Before reading further, please remember that you are the expert in your own body and your own look. There is more than one way to wear kimono, and we have seen (and tried) some amazing “non-traditional” styles produced by Japanese kimono fashion magazines, Instagram personalities, and fashion brands. We provide the following information, taken from Japanese sources, if you would like to wear kimono the way most commonly deemed “traditional.”
But first, a word about units of measurement. Kimono and fabric measurements on our site are given in centimeters. Yes, we’re in America, and yes, we measure length in inches, feet, yards, dishwashers, football fields, etc. But Japan (and, well, just about everyone else in the world) uses the metric system. The vast majority of kimono resources from Japan–books, websites, pamphlets, products, etc. are therefore measured in centimeters. So in keeping with Japanese methods, we provide measurements in centimeters. We hope America will consider someday switching to this simpler and far superior system of measurement.
We here at Tangerine Mountain recognize that some people may learn better reading information, and some may learn better having a video follow-along to learn about kimono sizing. So, to ensure that our content is accessible to people with various learning modes, we recently did a livestream on our Facebook Page about Kimono Sizing. We hope you check it out below! If you prefer to read about Kimono Sizing and Measurements, or want to have a written guide to refer back to, please keep reading after the video block below. To learn how the different types of kimono and how kimono are constructed, please go here.
Kimono Sizing: Terms and Definitions:
– Height (mitake):
Measure your height from the nape of your neck to your heel. The mitake of the kimono is the length of the back middle seam. If you would like ohashori, (the tucked up portion of the kimono under the obi line, typically seen most prominently in women’s kimono) add 20-30 cm to your mitake measurement, and you will be in a good range. 31+ centimeters may require a double tuck or a basting stitch in order to avoid a very thick, almost bubble-like ohashori below your obi. If the kimono is shorter than 20 cm + your mitake measurement, you may have a very small or even no ohashori. Depending on your gender identity, how high on your torso you tie your koshihimo (the sash that holds the kimono closed while you get your obi on), and comfort level, you may find this preferable.
– Sleeve Drop (sodetake):
The sodetake is the length of the sleeve measured vertically if you hold your arm straight out and measure from your wrist to the bottom of the sleeve. We tend to translate it as “sleeve drop” because it doesn’t measure how long the sleeve is along your arm, but rather, how far the sleeve drops from your wrist. Most kimono are going to have a fairly similar sodetake, with the obvious exception of the very long sleeve drop kimono called furisode, as well as wedding kimono. A good rule of thumb is your sodetake should be around your height in centimeters divided by 3. However, some kimono will have a longer or shorter sleeve drop (e.g. houmongi originally intended for younger women, kimono that are roughly 80+ years old and older, children’s kimono, etc.). So this measurement has some “fudge factor.” Our advice is that if you are new to wearing kimono, don’t worry about this measurement as much as the others, unless you are specifically looking for a furisode or wedding kimono, or unless you are especially tall or short.

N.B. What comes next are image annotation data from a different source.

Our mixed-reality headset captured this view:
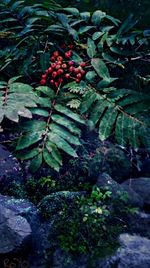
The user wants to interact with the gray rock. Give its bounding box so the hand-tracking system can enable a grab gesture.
[96,173,143,208]
[0,145,21,180]
[112,234,150,268]
[0,205,32,254]
[89,142,131,182]
[128,211,150,239]
[122,177,150,209]
[38,191,85,217]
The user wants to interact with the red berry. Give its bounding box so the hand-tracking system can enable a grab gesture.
[57,60,62,65]
[68,44,73,49]
[65,74,70,79]
[77,73,82,79]
[50,79,55,85]
[68,61,74,66]
[60,44,66,48]
[48,67,53,73]
[68,50,72,55]
[42,74,47,79]
[80,62,86,67]
[55,64,61,70]
[51,63,56,68]
[53,51,59,57]
[40,79,46,85]
[50,57,55,61]
[57,56,63,61]
[65,52,71,59]
[57,69,64,75]
[74,68,80,74]
[58,78,63,84]
[62,63,67,69]
[80,69,85,75]
[69,66,75,72]
[45,69,49,74]
[52,72,57,78]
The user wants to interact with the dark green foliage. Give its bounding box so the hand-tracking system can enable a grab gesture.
[0,77,37,123]
[55,188,133,259]
[0,3,150,171]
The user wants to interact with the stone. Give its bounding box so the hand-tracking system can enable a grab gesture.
[0,205,32,254]
[128,211,150,239]
[90,142,131,183]
[112,233,150,268]
[38,191,85,217]
[122,177,150,211]
[96,173,143,208]
[0,145,21,180]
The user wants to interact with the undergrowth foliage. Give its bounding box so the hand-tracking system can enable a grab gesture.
[0,0,150,171]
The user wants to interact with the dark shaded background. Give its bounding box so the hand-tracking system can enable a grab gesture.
[57,0,150,29]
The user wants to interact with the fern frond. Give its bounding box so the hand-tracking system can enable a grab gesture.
[81,88,150,148]
[0,77,37,123]
[16,87,85,171]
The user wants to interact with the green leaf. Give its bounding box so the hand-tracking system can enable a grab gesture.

– Middle Back to Wrist (yuki):
This measurement starts at the middle of your spine, around the nape of your neck. You need a cloth tape measure to obtain it. Let your arm hang to the side and place the tape measure along the slope of your shoulder, and then angle it down to match the length of your arm to your wrist. This is called the yuki, and it helps to ensure that the sleeve of the kimono is not too short along your arm. Please bear in mind that as people have grown taller over the last 100 years or so, the yuki measurement of many kimono may be significantly shorter than your measurement. Our suggestion is to try to get your kimono yuki measurement as close to your arm measurement as is reasonable so that you don’t feel like you’re going to burst your sleeve seams every time you move your arms.
– Hemline ((okumi + maehaba + ushirohaba) x 2)
This last measurement has been simplified for the convenience of our mostly American audience. At custom kimono salons and tailors, the width of the maehaba (front body panel), ushirohaba (back body panel), and okumi (half-panel that helps the kimono cover the front of the body) are calculated from your body measurements. But for wearing kimono that have already been created, the easiest thing to do is to measure the width of the entire hemline, from the front left-hand corner to the front right-hand corner. In other words, the “circumference” of the kimono. This measurement helps you determine if you will be able to close the kimono when wearing it, or if the kimono would be better suited for another look for you (e.g. wa-lolita, Harajuku style, worn as a long jacket, etc.).
Use a cloth tape measure to measure your hips at the fullest area, usually around the fullest part of your buttocks. If the hemline of the kimono you’re interested in minus your hip measurement is around 40 cm, you can close the kimono comfortably. If it’s between 30 and 40, you will be able to close the kimono, but it may be a bit tight. If it’s significantly greater than 40, you may have to take care when wrapping it to keep yourself from looking like you’re swamped by the fabric. If the number you get is 20 cm or less, you may struggle to keep the kimono closed when walking or sitting. Again, that doesn’t mean you can’t wear it–it just means you may not achieve the closed-front “traditional” look.